“Courts across the country have swatted down implementation of this dangerous and discriminatory ban: There is no defensible reason to resurrect it now.”
AMPA is proud to be one of the organizational plaintiffs in a lawsuit filed by Lambda Legal and OutServe-SLDN challenging the Trump administration’s plan to ban transgender people from serving openly in the U.S. Armed Services. Yesterday, in Portland, Oregon, our lawyers urged the U.S. Court of Appeals for the Ninth Circuit to maintain the preliminary injunction blocking implementation of the discriminatory ban. Our lawyers also asked the Ninth Circuit to reject efforts by the Trump Administration to conceal military documents regarding the ban and to refuse to produce even a log of documents withheld by the White House.
“Time and time again, transgender service members have selflessly and valiantly proven their ability to accomplish the mission. To single these brave American heroes out for discrimination is a violation of the most fundamental principles we hold dear as a nation,” said AMPA President Ashley Broadway-Mack. “We are hopeful that the court will see this blatant and unconstitutional discrimination for exactly what it is.”
“Despite a string of court rulings blocking President Trump from imposing his discriminatory whims on the military, the government persists in pursuing every avenue to allow it to impose rank discrimination barring courageous and qualified transgender people from serving our country,” Lambda Legal Counsel Peter Renn said. “Courts across the country have swatted down implementation of this dangerous and discriminatory ban: There is no defensible reason to resurrect it now.”
In the lawsuit, Lambda Legal and OutServe-SLDN represent nine individual plaintiffs and three organizational plaintiffs — the Human Rights Campaign (HRC), Seattle-based Gender Justice League, and the American Military Partner Association (AMPA) – who joined the lawsuit on behalf of their transgender members harmed by the ban.
Yesterday’s arguments before the Ninth Circuit follows four U.S. district court rulings and two federal appellate court rulings that issued or preserved preliminary injunctions against enforcement of the ban.

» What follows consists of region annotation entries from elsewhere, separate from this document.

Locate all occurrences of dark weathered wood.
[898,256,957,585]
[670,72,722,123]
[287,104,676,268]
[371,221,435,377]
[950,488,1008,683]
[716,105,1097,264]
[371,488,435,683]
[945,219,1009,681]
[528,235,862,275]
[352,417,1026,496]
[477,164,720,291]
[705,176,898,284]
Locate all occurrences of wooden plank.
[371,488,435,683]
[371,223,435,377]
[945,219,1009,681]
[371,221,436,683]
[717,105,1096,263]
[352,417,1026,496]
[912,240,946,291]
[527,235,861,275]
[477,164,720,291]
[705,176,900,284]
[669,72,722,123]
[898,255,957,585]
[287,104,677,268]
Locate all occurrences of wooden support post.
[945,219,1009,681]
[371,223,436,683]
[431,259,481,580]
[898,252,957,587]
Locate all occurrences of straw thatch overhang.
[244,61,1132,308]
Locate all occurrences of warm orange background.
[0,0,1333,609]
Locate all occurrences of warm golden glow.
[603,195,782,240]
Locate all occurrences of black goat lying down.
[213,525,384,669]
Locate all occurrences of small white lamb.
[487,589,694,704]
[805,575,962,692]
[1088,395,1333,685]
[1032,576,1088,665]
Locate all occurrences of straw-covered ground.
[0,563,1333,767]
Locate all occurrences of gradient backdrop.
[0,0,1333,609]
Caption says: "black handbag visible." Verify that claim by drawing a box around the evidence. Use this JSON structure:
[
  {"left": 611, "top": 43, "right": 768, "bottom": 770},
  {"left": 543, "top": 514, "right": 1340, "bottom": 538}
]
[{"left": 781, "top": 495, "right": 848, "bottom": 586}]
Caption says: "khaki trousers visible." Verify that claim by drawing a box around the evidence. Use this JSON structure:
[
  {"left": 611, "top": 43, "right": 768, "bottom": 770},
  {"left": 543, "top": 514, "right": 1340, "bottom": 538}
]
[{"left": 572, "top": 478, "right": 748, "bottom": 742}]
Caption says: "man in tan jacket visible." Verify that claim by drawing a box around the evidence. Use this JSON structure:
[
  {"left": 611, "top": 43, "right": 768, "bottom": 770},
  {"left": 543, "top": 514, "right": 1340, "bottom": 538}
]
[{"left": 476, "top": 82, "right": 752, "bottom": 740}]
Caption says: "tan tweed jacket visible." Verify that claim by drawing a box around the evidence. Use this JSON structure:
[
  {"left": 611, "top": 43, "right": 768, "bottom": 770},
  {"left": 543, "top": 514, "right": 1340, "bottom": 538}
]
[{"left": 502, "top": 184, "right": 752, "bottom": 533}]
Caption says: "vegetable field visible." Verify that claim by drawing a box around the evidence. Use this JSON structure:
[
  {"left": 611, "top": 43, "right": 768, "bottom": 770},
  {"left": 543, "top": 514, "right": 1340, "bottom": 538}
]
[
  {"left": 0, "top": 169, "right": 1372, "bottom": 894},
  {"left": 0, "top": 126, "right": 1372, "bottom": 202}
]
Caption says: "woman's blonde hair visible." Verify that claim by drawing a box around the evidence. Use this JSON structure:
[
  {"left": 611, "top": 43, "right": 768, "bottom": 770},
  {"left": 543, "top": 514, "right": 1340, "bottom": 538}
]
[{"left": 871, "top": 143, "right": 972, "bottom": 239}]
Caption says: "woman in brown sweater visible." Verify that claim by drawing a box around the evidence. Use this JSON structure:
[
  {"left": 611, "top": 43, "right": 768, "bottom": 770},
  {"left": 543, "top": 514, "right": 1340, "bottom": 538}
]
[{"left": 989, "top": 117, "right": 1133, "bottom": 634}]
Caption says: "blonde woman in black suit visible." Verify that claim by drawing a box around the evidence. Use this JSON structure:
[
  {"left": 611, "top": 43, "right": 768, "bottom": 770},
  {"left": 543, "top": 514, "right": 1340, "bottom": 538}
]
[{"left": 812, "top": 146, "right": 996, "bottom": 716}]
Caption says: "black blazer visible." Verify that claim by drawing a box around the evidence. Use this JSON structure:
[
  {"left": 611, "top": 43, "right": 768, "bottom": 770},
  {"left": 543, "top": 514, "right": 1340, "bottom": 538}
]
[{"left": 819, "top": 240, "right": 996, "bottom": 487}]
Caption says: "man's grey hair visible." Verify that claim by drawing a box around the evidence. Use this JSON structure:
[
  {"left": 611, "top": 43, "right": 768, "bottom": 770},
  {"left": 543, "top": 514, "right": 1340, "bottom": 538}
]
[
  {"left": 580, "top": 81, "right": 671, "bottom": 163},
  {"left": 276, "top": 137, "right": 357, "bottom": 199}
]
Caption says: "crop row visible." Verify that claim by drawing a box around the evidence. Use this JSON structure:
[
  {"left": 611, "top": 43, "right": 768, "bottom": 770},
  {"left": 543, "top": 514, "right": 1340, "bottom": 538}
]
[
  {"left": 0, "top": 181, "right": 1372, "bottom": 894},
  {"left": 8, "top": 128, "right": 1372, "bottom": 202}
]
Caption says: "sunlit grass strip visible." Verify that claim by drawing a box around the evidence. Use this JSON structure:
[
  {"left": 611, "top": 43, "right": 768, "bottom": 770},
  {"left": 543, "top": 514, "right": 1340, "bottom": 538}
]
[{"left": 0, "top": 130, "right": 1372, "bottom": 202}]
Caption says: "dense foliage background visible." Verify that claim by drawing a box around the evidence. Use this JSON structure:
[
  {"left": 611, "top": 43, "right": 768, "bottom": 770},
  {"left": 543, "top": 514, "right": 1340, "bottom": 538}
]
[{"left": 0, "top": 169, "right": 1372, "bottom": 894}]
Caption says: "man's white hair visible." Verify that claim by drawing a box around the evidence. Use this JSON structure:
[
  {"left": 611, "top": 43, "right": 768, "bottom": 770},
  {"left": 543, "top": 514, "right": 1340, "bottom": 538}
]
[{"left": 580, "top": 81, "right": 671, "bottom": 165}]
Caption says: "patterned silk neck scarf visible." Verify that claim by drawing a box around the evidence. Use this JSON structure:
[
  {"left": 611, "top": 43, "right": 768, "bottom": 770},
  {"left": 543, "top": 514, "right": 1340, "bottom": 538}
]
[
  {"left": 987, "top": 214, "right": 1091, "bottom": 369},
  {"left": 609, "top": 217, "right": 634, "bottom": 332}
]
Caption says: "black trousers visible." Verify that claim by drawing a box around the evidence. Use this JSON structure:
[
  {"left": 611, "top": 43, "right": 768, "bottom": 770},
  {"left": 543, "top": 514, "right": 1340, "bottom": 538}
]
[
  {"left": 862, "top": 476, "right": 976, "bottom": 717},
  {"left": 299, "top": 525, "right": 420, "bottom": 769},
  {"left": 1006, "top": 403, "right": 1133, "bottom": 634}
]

Last December, the federal district court in Seattle issued an injunction barring the ban from being enforced during the litigation and requiring the military to honor the existing policy it adopted in 2016, under which transgender service members were allowed to serve openly, and transgender Americans seeking to join the military had a path forward for doing so. Because of the injunction, transgender people were able to enlist starting January 1.
Last October, a U.S. District Court judge in Washington, D.C., granted a preliminary injunction in a similar lawsuit challenging the transgender military service ban filed by the National Center for Lesbian Rights (NCLR) and GLBTQ Legal Advocates & Defenders (GLAD). Then, in November, a U.S. District Court judge in Maryland granted a preliminary injunction in a case filed by the American Civil Liberties Union. And, also this past December, a U.S. District Court judge in California granted a preliminary injunction in a case filed by Equality California, also joined by NCLR and GLAD. The D.C. and Fourth Circuit Courts of Appeals denied the Trump Administration’s efforts to secure stays on open enlistment. The district courts in Washington, D.C. and California have also rejected efforts by the Trump Administration to dissolve the injunctions this year.